Uit Wikipedia, de vrije encyclopedie
Een gedenkplaat met de namen van zesentachtig slachtoffers in Natzweiler-Struthof

De Joodse schedelcollectie was een verzameling van menselijke skeletten, afkomstig van Joodse slachtoffers van de Holocaust. Tot een complete samenstelling van de collectie kwam het nooit. Met de verzamelingen wilden de nazi's de inferioriteit van het "Joodse ras" aantonen. Zesentachtig Joden werden in het concentratiekamp Natzweiler-Struthof (Elzas) vergast, waar hun lichamen later door geallieerde troepen werden aangetroffen.

Achtergrond[bewerken | brontekst bewerken]

Foto van Rudolf Brandt in gevangenschap na de oorlog.

Volgens de centrale stellingen van de nazistische rassenleer was er sprake van "Arisch oerras" in Noord-Europa dat van alle mensenrassen het hoogst ontwikkeld was. Onder aan de ladder stond het "Joodse ras", aangeduid als ondermensen.

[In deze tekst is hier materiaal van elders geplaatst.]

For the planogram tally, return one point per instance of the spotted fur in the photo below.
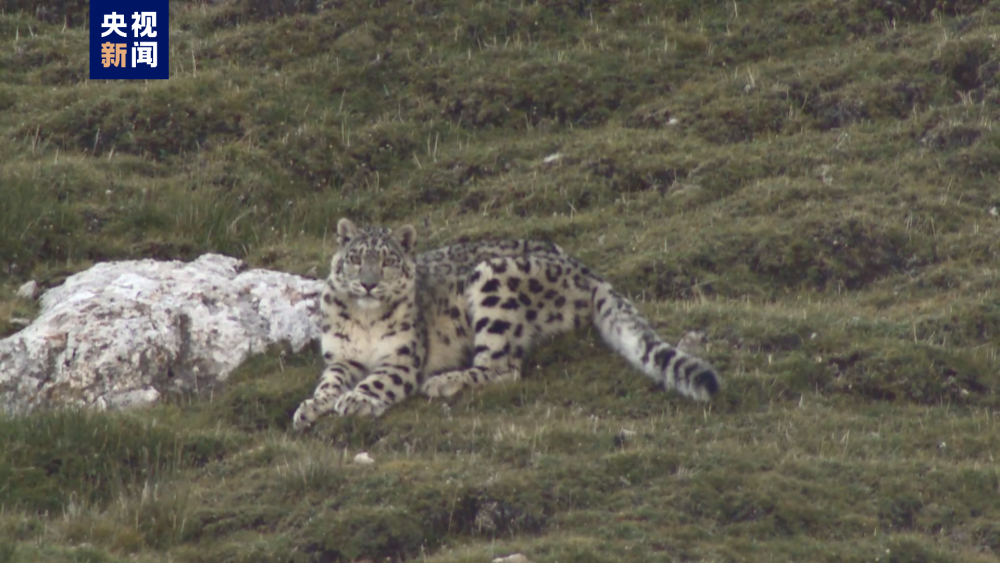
(395, 322)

Dit diende daarom bestreden en uitgegroeid te worden. De ondergeschiktheid was het "Joodse ras" kwam volgens de nazileer onder andere tot uiting door onderontwikkelde lichamelijke kenmerken.

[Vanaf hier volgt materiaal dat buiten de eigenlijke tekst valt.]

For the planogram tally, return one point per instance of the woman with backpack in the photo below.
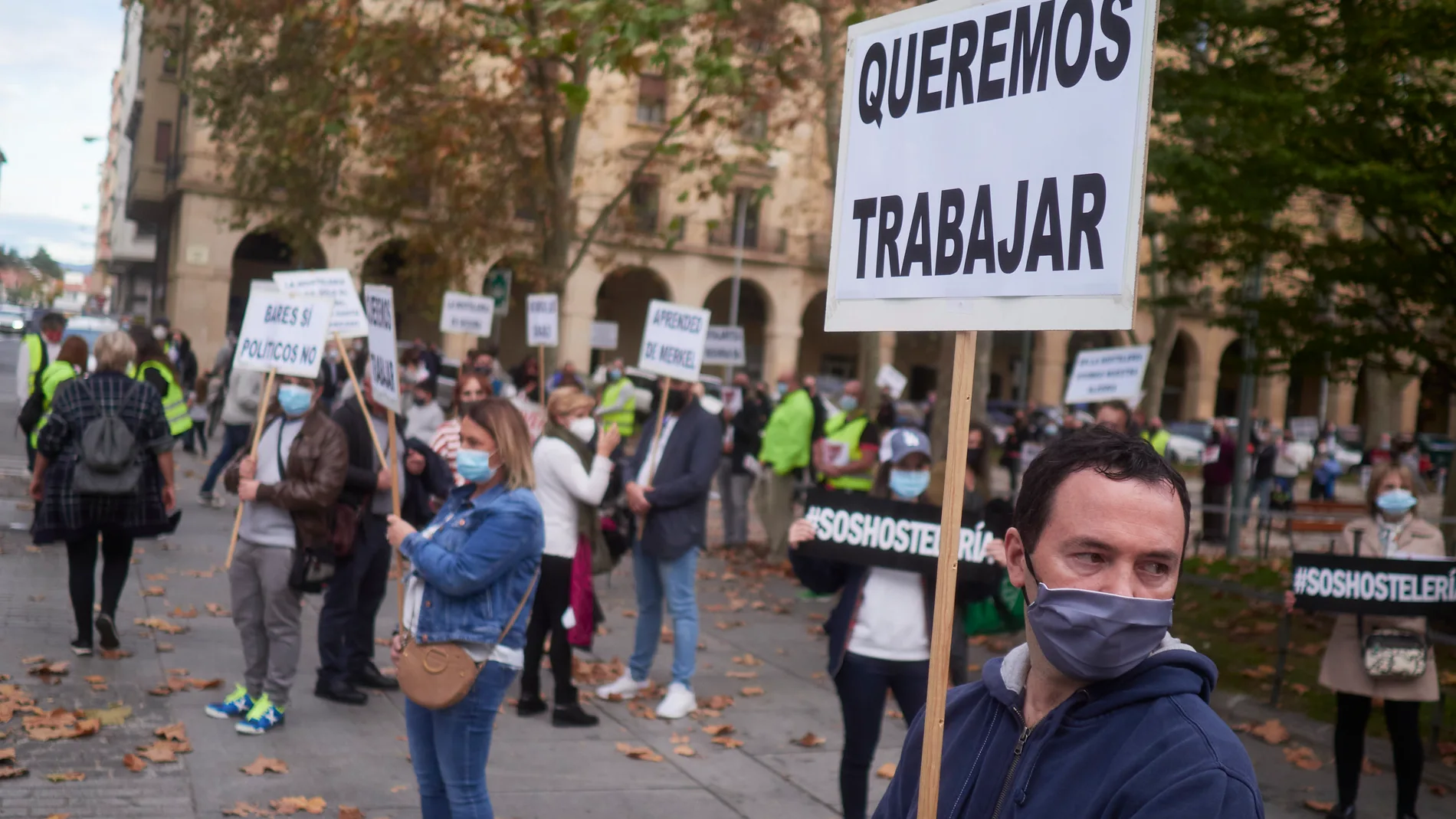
(102, 473)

SS-leider Heinrich Himmler gaf de opdracht tot het samenstellen van een bottencollectie. De opdracht werd uitgevoerd door de anatomist August Hirt, samen met Wolfram Sievers en Rudolf Brandt. Zij waren verbonden aan de Ahnenerbe, een SS-denktank die het doel had de nazistische rassenleer te implementeren.

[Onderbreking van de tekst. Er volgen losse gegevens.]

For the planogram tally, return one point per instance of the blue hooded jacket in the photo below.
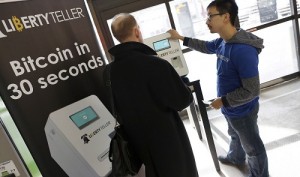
(237, 70)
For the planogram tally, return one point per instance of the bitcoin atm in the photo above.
(169, 50)
(78, 137)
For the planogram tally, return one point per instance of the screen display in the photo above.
(84, 117)
(161, 45)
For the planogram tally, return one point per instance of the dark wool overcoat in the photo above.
(148, 95)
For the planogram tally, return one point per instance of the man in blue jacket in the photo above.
(238, 84)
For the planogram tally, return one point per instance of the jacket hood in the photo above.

Aanvankelijk was men van plan Joodse commissarissen uit het Rode Leger te selecteren voor het project, maar uiteindelijk werd gekozen uit honderdvijftien gevangenen die zich in Auschwitz bevonden en die voldeden aan het stereotype qua Joods uiterlijk. Zij werden in de eerste helft van 1943 uitgekozen door SS-Hauptsturmführer Bruno Berger en Hans Fleischhacker. De gevangenen werden in quarantaine gezet, omdat er op dat moment een tyfusepidemie was in Auschwitz. In een laboratorium werden foto's gemaakt, lichaamsmaten opgemeten en verder gekeken naar typisch Joodse uiterlijke kenmerken.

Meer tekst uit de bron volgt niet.